Spatially resolved single-cell atlas unveils a distinct cellular signature of fatal lung COVID-19 in a Malawian population

Abstract

Postmortem single-cell studies have transformed understanding of lower respiratory tract diseases (LRTDs), including coronavirus disease 2019 (COVID-19), but there are minimal data from African settings where HIV, malaria and other environmental exposures may affect disease pathobiology and treatment targets. In this study, we used histology and high-dimensional imaging to characterize fatal lung disease in Malawian adults with (n = 9) and without (n = 7) COVID-19, and we generated single-cell transcriptomics data from lung, blood and nasal cells. Data integration with other cohorts showed a conserved COVID-19 histopathological signature, driven by contrasting immune and inflammatory mechanisms: in US, European and Asian cohorts, by type I/III interferon (IFN) responses, particularly in blood-derived monocytes, and in the Malawian cohort, by response to IFN-γ in lung-resident macrophages. HIV status had minimal impact on histology or immunopathology. Our study provides a data resource and highlights the importance of studying the cellular mechanisms of disease in underrepresented populations, indicating shared and distinct targets for treatment.

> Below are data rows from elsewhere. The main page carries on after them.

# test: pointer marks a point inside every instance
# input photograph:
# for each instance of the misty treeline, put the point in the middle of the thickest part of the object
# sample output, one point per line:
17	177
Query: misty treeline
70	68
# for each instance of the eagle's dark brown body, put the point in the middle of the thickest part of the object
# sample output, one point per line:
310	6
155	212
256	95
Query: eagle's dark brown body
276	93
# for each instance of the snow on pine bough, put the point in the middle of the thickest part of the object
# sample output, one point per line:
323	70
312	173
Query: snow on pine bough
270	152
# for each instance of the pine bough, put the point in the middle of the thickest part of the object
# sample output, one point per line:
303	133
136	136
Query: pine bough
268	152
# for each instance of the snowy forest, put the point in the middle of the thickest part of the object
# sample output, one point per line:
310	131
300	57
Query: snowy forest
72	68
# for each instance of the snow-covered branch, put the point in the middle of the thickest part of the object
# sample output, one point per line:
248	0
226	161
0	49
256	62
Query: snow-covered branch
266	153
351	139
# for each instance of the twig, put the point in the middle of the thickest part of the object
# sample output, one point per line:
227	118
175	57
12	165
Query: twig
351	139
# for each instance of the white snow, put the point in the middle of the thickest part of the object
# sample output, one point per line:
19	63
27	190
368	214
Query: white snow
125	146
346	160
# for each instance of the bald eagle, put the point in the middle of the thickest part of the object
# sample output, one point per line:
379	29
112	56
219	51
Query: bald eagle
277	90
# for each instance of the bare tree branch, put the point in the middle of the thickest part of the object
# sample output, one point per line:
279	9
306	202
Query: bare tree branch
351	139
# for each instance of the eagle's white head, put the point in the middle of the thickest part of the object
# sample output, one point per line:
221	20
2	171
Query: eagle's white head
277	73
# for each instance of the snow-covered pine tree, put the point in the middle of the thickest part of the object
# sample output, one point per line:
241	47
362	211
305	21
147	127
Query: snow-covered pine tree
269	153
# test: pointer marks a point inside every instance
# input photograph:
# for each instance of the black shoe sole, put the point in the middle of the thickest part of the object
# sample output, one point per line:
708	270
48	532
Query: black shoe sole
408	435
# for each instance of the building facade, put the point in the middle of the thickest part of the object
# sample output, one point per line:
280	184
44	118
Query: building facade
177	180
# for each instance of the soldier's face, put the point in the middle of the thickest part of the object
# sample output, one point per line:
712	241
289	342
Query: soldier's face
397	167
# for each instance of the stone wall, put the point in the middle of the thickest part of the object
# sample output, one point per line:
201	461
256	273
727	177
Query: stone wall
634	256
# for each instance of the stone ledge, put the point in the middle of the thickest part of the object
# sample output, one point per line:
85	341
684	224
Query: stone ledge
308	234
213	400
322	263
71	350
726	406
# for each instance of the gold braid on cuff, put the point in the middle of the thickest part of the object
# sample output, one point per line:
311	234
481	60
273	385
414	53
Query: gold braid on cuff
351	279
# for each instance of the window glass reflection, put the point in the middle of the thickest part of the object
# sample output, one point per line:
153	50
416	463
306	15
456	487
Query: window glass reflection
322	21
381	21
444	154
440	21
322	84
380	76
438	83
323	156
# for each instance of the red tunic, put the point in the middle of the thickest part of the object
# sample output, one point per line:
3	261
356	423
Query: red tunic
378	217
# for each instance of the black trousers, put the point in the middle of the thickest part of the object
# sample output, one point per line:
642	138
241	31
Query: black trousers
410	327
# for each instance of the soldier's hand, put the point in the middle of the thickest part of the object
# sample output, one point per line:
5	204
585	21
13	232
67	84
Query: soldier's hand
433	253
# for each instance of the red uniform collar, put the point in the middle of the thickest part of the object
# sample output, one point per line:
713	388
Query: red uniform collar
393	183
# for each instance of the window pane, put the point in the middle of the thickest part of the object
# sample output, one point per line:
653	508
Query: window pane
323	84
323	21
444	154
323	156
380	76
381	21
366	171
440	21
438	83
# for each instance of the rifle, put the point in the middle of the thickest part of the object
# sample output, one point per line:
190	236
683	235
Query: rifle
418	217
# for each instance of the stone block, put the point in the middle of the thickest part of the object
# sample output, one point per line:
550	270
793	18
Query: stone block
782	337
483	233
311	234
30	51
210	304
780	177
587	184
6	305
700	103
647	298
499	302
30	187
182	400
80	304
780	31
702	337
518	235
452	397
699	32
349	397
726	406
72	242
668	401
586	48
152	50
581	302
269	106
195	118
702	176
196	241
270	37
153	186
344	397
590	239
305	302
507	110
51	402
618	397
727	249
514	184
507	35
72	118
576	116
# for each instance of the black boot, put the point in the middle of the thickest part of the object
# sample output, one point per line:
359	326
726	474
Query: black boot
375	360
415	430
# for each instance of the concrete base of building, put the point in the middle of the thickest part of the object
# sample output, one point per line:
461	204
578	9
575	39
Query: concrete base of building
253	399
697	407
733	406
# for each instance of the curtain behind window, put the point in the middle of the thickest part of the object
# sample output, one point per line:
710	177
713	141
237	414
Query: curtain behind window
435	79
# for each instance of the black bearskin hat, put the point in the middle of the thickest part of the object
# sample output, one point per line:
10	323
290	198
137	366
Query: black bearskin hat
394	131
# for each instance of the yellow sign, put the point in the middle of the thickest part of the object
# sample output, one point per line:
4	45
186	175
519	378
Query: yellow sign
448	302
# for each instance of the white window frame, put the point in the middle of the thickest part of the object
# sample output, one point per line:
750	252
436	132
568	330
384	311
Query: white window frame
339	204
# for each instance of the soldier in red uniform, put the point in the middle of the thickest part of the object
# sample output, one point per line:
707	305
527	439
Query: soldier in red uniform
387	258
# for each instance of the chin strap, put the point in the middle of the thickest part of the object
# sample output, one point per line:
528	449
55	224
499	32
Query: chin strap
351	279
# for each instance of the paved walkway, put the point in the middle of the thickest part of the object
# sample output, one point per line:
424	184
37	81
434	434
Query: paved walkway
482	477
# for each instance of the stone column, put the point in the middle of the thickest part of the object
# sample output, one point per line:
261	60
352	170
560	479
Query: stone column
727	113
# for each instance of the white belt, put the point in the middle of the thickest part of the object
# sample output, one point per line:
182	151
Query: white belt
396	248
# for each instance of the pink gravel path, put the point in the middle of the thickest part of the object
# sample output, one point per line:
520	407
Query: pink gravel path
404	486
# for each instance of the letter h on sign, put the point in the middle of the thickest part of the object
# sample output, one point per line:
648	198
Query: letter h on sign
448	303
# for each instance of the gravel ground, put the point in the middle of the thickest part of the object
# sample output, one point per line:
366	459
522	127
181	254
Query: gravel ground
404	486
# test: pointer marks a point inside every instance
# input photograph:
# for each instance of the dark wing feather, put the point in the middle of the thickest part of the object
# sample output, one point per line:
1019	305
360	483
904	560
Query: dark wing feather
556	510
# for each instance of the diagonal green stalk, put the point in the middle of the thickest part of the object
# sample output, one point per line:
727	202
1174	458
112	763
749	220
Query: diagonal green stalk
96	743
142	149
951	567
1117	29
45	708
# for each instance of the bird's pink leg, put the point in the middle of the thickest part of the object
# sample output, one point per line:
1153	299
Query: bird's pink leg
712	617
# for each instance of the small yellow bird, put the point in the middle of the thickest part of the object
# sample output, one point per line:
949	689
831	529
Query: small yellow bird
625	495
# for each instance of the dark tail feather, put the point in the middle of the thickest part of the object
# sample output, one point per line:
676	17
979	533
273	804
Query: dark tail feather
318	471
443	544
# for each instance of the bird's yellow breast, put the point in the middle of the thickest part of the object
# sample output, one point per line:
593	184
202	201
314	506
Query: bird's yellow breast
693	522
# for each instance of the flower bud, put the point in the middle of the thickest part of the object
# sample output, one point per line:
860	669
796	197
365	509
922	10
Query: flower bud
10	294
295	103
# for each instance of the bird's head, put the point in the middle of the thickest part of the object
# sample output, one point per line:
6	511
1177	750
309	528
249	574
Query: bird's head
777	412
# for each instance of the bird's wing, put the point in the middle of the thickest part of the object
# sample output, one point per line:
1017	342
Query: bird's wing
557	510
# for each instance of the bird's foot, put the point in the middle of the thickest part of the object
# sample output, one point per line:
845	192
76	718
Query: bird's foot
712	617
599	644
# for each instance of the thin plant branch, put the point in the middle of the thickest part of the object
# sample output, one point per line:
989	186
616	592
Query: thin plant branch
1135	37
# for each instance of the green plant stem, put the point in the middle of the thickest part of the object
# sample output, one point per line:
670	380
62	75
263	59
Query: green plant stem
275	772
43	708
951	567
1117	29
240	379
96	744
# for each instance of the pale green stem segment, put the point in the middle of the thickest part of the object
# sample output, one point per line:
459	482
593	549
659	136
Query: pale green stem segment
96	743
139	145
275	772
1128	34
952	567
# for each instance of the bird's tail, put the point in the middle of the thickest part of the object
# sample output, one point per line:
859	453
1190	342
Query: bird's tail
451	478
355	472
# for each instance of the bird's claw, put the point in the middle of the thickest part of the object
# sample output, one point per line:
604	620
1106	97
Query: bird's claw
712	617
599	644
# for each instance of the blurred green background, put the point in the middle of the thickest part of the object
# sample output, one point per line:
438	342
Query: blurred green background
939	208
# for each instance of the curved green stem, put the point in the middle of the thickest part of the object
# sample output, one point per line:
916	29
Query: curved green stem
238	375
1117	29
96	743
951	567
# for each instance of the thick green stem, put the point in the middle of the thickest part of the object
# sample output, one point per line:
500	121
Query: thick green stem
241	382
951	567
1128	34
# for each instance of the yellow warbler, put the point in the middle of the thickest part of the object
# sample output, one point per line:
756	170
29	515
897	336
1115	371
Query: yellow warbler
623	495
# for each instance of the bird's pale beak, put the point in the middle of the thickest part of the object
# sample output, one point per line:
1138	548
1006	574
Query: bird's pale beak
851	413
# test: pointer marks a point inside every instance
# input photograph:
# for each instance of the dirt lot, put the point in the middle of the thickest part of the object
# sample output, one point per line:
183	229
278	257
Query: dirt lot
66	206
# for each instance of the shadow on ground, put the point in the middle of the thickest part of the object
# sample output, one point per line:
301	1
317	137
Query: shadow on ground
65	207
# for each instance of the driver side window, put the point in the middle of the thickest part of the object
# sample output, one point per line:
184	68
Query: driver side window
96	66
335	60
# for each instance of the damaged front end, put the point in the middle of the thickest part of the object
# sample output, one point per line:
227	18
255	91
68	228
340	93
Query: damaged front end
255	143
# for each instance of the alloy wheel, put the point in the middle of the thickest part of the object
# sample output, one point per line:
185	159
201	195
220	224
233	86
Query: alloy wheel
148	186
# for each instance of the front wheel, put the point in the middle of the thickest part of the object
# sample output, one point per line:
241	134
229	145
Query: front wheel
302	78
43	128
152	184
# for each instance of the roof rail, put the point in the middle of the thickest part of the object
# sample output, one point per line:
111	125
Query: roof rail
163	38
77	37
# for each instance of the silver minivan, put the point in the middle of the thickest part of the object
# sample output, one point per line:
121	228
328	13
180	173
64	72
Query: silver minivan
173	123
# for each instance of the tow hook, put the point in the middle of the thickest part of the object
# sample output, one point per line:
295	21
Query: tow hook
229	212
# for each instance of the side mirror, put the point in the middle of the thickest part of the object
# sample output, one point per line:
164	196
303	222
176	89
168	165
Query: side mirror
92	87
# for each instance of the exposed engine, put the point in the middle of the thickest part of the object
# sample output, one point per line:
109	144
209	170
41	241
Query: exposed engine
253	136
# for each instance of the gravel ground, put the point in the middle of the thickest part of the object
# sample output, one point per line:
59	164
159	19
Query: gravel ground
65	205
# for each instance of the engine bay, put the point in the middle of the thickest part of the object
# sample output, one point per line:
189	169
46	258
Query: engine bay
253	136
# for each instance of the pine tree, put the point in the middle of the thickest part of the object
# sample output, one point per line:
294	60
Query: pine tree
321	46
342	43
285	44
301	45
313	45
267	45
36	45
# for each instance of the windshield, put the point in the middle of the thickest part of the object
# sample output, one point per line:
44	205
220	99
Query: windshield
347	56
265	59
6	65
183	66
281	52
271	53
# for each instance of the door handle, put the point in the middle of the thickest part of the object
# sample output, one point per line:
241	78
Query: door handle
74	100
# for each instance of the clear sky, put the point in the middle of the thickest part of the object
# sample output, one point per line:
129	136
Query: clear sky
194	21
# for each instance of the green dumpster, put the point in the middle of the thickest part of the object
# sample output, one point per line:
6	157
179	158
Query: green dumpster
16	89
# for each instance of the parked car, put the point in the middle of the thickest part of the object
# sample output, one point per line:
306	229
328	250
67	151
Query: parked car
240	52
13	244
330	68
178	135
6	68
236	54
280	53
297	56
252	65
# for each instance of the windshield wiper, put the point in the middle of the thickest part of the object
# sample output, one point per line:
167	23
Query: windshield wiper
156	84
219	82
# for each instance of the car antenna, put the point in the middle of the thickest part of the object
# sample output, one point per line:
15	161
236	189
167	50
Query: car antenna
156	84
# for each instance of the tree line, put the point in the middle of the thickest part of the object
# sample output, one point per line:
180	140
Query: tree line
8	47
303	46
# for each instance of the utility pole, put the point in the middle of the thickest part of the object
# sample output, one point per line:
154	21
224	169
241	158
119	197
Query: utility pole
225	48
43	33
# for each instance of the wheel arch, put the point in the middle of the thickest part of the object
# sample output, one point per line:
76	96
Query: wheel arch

Fig. 1. Study overview, overview of our cohort and comparator cohorts and histological lesion comparison with other cohorts.

a, Overview of study approach, created with BioRender.com. b, Summary of the characteristics of our Malawian cohort versus published cohorts that we have used for different comparisons. c, Heatmap shows the proportion of patients in the three cohorts (US/European, Malawian and Brazilian) who have each given lesion type. SS to death, symptom start to death in days; Path, pathology, denotes the number of patients included in each cohort in which postmortem pathological features are described; Sys. Hist., systematic histopathology, denotes the number of patients included in each cohort with scoring of the frequency and severity of different lesions scored based on pre-defined criteria; IMC, imaging mass cytometry, denotes the number of patients with data for this; Lung sc, lung cell single-cell RNA-seq, denotes the number of patients with scRNA-seq data from lung tissue; Nasal sc, nasal cell single-cell RNA-seq, denotes the number of patients with scRNA-seq data from nasal tissue; Blood sc, blood cell single-cell RNA-seq, denotes the number of patients with these data. Hy Memb, hyline membranes; Macro, macrophages; N/A, not applicable; NR, not recorded; Neuts, neutrophilis; T2N, type II pneumocyte hyperplasia.

Fig. 2. IMC reveals an immunopathological landscape of COVID-19 in Malawian patients driven by alveolar macrophages.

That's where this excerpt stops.